Known for his resonant voice and trademark delivery of “The Rest of the Story,” Harvey had been heard nationally since 1951, when he began his “News and Comment” for ABC Radio Networks.
He became a icon in the American heartland, delivering news and commentary with a distinctive Midwestern flavor. “Stand by for news!” he told his listeners. He was credited with inventing or popularizing terms such as “skyjacker,” ”Reaganomics” and “guesstimate.”
“Paul Harvey was one of the most gifted and beloved broadcasters in our nation’s history,” ABC Radio Networks President Jim Robinson said in a statement. “We will miss our dear friend tremendously and are grateful for the many years we were so fortunate to have known him.”
In 2005, Harvey was one of 14 notables chosen as recipients of the presidential Medal of Freedom. He also was an inductee in the Radio Hall of Fame, as was Lynne.
Former President George W. Bush remembered Harvey as a “friendly and familiar voice in the lives of millions of Americans.”
“His commentary entertained, enlightened, and informed,” Bush said in a statement. “Laura and I are pleased to have known this fine man, and our thoughts and prayers are with his family.”
Harvey composed his twice-daily news commentaries from a downtown Chicago office near Lake Michigan.
Rising at 3:30 each morning, he ate a bowl of oatmeal, then combed the news wires and spoke with editors across the country in search of succinct tales of American life for his program.
At the peak of his career, Harvey reached more than 24 million listeners on more than 1,200 radio stations and charged $30,000 to give a speech. His syndicated column was carried by 300 newspapers.
His fans identified with his plainspoken political commentary, but critics called him an out-of-touch conservative. He was an early supporter of the late Sen. Joseph McCarthy, the Republican senator who led controversial communist-hunting hearings in the 1950s, and a longtime backer of the Vietnam War.
Perhaps Harvey’s most famous broadcast came in 1970, when he abandoned that stance, announcing his opposition to President Richard M. Nixon’s expansion of the war and urging him to get out completely.

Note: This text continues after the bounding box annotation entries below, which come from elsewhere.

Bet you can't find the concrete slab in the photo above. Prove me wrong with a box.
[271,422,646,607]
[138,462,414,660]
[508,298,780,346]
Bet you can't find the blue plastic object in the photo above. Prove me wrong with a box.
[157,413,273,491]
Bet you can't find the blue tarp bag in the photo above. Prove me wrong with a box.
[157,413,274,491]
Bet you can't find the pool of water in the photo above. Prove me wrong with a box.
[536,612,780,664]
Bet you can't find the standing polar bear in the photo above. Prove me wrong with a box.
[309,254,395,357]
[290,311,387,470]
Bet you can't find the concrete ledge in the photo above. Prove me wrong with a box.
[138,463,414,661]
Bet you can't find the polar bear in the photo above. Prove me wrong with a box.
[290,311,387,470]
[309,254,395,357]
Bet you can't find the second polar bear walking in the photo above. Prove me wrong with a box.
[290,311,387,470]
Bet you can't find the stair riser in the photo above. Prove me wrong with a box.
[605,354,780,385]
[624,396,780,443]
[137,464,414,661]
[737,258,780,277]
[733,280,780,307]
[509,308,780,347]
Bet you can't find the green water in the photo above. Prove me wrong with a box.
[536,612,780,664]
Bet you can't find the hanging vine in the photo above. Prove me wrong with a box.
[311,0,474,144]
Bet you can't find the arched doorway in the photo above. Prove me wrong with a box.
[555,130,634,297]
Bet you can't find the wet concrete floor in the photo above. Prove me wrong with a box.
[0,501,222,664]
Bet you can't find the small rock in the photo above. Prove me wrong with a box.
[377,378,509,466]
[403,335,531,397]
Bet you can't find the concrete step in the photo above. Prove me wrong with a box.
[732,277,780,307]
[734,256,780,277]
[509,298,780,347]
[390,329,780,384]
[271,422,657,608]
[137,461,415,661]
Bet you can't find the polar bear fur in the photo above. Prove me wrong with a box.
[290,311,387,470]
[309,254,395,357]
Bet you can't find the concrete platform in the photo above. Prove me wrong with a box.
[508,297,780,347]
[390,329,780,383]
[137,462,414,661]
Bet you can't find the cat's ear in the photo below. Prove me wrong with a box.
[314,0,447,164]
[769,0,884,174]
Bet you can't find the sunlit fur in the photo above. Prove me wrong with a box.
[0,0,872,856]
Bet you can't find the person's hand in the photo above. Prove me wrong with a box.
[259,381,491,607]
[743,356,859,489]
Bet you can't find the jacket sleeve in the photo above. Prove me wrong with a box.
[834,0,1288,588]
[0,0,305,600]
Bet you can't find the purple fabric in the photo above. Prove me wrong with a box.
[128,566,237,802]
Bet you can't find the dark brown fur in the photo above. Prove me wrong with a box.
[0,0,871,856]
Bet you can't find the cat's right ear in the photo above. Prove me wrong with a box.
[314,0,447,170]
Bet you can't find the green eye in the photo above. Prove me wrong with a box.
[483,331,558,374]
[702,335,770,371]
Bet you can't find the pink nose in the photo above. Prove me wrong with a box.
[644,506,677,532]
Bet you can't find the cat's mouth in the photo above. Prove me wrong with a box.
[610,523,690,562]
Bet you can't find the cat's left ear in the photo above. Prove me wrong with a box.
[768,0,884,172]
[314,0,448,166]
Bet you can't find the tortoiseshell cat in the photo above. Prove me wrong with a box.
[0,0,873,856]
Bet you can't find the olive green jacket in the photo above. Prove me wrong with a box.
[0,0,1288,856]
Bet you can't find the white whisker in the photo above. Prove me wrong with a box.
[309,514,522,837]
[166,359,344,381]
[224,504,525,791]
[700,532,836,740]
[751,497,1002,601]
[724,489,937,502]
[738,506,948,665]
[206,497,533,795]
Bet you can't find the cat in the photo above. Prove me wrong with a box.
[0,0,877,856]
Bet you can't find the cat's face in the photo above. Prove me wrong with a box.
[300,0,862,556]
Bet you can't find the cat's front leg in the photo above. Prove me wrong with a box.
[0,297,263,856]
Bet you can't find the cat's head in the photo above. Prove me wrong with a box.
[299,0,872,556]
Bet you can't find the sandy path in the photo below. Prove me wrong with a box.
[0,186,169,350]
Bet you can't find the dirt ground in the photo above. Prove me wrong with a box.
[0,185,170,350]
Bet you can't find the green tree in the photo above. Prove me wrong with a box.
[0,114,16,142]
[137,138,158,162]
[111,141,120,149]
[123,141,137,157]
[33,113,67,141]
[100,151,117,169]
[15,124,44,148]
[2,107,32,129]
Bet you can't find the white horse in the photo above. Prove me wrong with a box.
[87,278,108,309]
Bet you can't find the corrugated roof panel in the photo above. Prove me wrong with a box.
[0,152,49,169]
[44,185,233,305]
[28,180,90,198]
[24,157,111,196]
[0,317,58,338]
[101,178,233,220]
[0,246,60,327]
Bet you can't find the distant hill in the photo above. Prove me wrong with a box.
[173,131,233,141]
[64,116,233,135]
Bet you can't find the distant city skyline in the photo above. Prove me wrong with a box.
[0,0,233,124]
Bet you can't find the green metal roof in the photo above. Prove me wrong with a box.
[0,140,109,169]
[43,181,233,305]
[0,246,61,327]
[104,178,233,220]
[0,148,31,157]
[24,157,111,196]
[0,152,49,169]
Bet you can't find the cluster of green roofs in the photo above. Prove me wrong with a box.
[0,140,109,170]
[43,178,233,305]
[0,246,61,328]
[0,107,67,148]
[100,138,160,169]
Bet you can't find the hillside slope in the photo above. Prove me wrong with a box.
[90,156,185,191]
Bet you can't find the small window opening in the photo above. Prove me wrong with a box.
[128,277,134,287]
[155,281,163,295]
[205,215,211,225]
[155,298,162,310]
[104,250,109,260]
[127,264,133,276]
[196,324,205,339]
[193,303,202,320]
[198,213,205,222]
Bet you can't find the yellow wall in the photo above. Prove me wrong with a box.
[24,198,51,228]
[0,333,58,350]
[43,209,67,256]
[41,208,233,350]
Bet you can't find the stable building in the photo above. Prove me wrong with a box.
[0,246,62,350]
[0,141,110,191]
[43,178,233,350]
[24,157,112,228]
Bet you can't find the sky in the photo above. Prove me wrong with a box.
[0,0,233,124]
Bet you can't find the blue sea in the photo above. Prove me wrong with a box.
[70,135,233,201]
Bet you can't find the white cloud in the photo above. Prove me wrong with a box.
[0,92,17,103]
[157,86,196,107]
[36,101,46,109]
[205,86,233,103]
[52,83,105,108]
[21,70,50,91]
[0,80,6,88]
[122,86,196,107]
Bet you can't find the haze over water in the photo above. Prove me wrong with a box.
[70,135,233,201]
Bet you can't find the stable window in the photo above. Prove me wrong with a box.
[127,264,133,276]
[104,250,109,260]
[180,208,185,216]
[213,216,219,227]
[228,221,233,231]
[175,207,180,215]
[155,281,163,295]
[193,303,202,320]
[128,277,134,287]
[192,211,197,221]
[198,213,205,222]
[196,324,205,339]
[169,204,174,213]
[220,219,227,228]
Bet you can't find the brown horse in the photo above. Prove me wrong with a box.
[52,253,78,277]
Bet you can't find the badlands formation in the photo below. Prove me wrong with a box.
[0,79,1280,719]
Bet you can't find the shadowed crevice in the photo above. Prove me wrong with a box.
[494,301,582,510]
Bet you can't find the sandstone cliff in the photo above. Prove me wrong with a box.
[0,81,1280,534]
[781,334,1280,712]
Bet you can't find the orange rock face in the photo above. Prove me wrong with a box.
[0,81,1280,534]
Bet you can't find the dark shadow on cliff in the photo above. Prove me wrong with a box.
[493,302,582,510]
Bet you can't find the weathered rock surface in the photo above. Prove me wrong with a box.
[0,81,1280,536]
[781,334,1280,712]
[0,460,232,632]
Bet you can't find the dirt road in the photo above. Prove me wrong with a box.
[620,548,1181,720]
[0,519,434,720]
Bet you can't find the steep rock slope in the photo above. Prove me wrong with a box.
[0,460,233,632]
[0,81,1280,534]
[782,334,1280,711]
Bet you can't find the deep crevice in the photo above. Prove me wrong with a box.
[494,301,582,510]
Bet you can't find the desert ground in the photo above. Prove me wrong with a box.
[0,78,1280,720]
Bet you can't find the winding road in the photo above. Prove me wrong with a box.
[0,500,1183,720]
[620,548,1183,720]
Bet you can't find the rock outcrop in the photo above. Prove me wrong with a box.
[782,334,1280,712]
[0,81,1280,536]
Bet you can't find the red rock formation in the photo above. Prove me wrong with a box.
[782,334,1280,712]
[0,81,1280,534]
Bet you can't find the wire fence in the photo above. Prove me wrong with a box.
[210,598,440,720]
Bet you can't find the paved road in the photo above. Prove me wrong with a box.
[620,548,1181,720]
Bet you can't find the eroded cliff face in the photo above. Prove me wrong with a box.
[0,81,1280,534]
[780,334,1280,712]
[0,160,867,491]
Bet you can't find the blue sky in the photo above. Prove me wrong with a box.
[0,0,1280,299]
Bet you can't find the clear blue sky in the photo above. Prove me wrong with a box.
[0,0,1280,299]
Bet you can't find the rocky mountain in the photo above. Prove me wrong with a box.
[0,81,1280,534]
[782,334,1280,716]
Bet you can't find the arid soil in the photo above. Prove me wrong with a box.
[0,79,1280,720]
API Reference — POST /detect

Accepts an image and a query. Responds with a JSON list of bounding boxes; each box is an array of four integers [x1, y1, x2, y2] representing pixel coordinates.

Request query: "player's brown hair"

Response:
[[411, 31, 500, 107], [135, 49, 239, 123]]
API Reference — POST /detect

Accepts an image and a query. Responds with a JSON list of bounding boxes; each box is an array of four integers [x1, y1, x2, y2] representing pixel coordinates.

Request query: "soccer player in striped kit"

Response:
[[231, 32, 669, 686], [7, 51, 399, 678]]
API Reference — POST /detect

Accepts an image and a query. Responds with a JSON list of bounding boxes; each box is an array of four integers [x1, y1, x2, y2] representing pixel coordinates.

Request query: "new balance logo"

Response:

“Mr. President, I love you … but you’re wrong,” Harvey said, shocking his faithful listeners and drawing a barrage of letters and phone calls, including one from the White House.
In 1976, Harvey began broadcasting his anecdotal descriptions of the lives of famous people. “The Rest of the Story” started chronologically, with the person’s identity revealed at the end. The stories were an attempt to capture “the heartbeats behind the headlines.” Much of the research and writing was done by his son, Paul Jr.
Harvey also blended news with advertising, a line he said he crossed only for products he trusted.
In 2000, at age 82, he signed a new 10-year contract with ABC Radio Networks.
Harvey was born Paul Harvey Aurandt in Tulsa, Oklahoma. His father, a police officer, was killed when he was a toddler. A high school teacher took note of his distinctive voice and launched him on a broadcast career.
While working at St. Louis radio station KXOK, he met Washington University graduate student Lynne Cooper. He proposed on their first date (she said “no”) and always called her “Angel.” They were married in 1940 and had a son, Paul Jr.
They worked closely together on his shows, and he often credited his success to her influence.